Despite his cosmopolitan life and numerous writings on art, Hilaire Hiler’s paintings are not well known to the American public. This is due partly to his long residence abroad and his activities in other fields, including aesthetics, costume history, and psychoanalysis. His paintings evolved from a primitive manner to complete nonobjectivity.
After withdrawing from the University of Pennsylvania’s Wharton School of Finance, Hilaire Hiler (born Hiler Harzberg) studied briefly at the Pennsylvania Academy of the Fine Arts and then went to Paris around 1919 or 1920. There he became an intimate of the Montparnasse circle of artists and literati, numbering among his friends Ezra Pound, Ernest Hemingway, Marcel Duchamp (1881-1968), Man Ray (1890-1976), and Henry Miller. Hiler remained in France for fifteen years, supporting himself at times as a jazz musician. During this time he also painted murals for several nightclubs. He had his first solo exhibition in Paris in 1923 and in New York in 1925. During the late 1920s he began creating cubist-influenced urban views.

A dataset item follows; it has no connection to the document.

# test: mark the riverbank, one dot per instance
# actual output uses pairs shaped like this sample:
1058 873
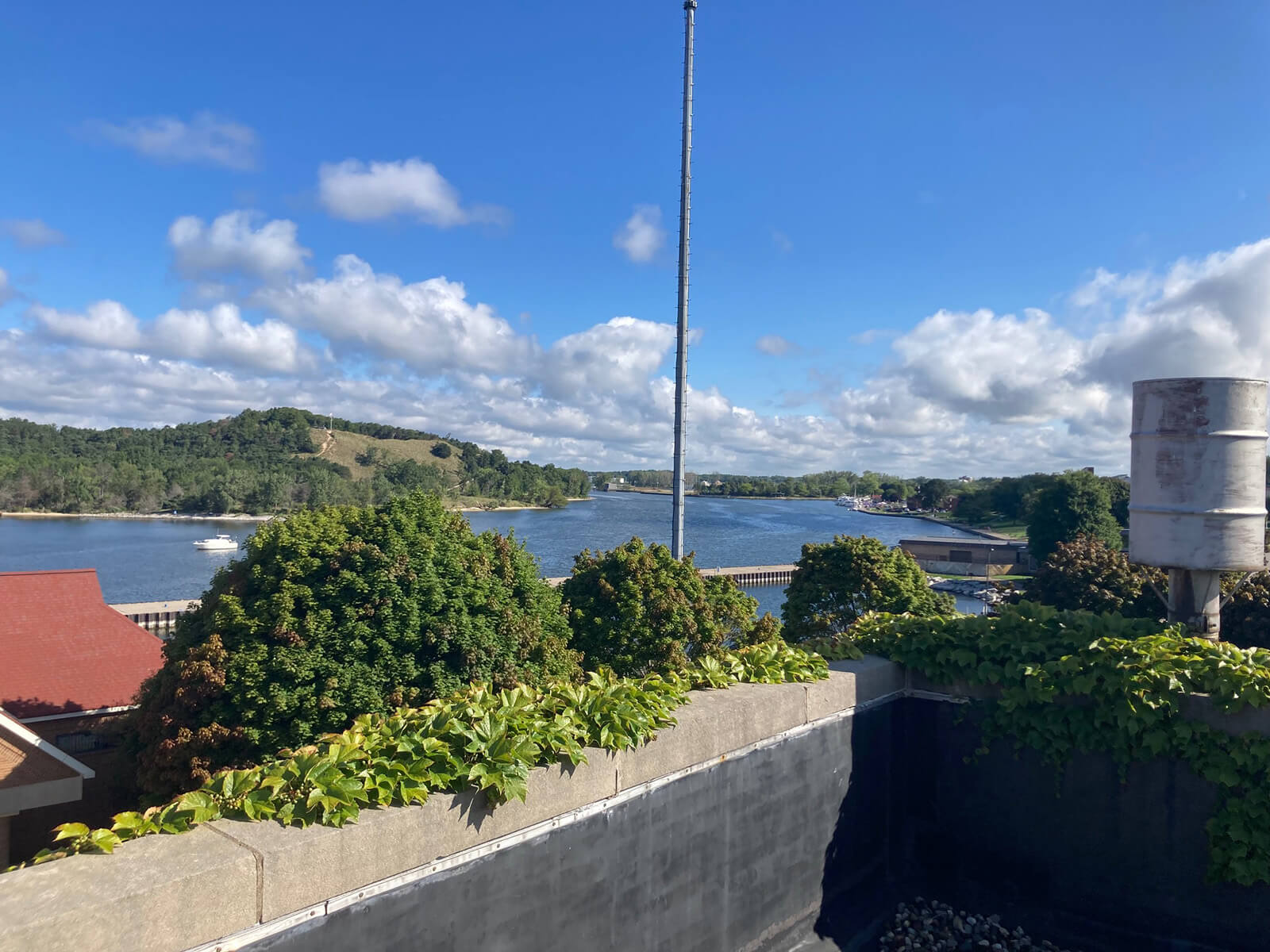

In 1934 Hiler returned to the United States, working in San Francisco and then Los Angeles and briefly in the 1940s in Santa Fe; he commissioned Rudolf Schindler to design his Los Angeles studio. His return also marked a switch to American themes, as he created oils, watercolors, rug designs, and lithographs based on the symbols and abstract designs of Native American decorative arts, the Native American way of life, and the landscape they inhabited. From 1936 to 1939 Hiler worked as a mural painter and served as a supervisor on the Works Progress Administration/Federal Art Project in San Francisco, designing entire rooms for the Aquatic Building. These murals offered Hiler the opportunity to express his fascination with color on a large scale. He then became obsessed by color and theories relating color to psychology. He studied psychology with Otto Rank in Paris and briefly maintained a psychotheraputic practice in Los Angeles in 1946 after obtaining a Ph.D. degree at Golden State University.
Starting in the 1930s he wrote numerous books and articles on color; his earliest writings, such as Notes on the Technique of Painting (1932) and Color Harmony and Pigments (1940), were primarily technical manuals. In Los Angeles he lectured on color theory and founded Fremont College, which specialized in teaching color and design theories. More importantly he formulated a concept of "structuralism" that would dominate his art for the rest of his life. In his 1945 manifesto Why Abstract? he explained how in this completely nonrepresentational art he was able to present structure, order, and color in terms of the harmonious relation of a geometric progression.
In 1942 Hiler’s first solo exhibition in many years was held at Frank Perls Gallery in Hollywood; the catalogue essay was written by William Saroyan. Hiler’s continued fascination with dynamics, composition, and color was demonstrated in what he called his psychromatic paintings exhibited in New York and on the West Coast that year.
BIBLIOGRAPHY
Archiv. Am. Art, Hilaire Hiler Papers § Waldemar George (pseud.), Hilaire Hiler et la vision panoramique (Paris: Editions des Quatre Chemins, [1933]) § Henry Miller, "Hiler and His Murals," in The Air-Conditioned Nightmare (New York: New Directions, 1945), pp. 278-82 § Waldemar George (pseud.), Hilaire Hiler and Structuralism: New Conception of Form-Color, English ed. (New York: Wittenborn, 1958), with essays by the artist and Vincent Schmidt, biographical note, bibliography, lists of exhibitions, collections, and murals § Albuquerque, University of New Mexico, Art Museum, Hilaire Hiler, 1898-1966, exh. cat., 1976, with text by Michael Regan and Nicolai Cikovsky, Jr., bibliography.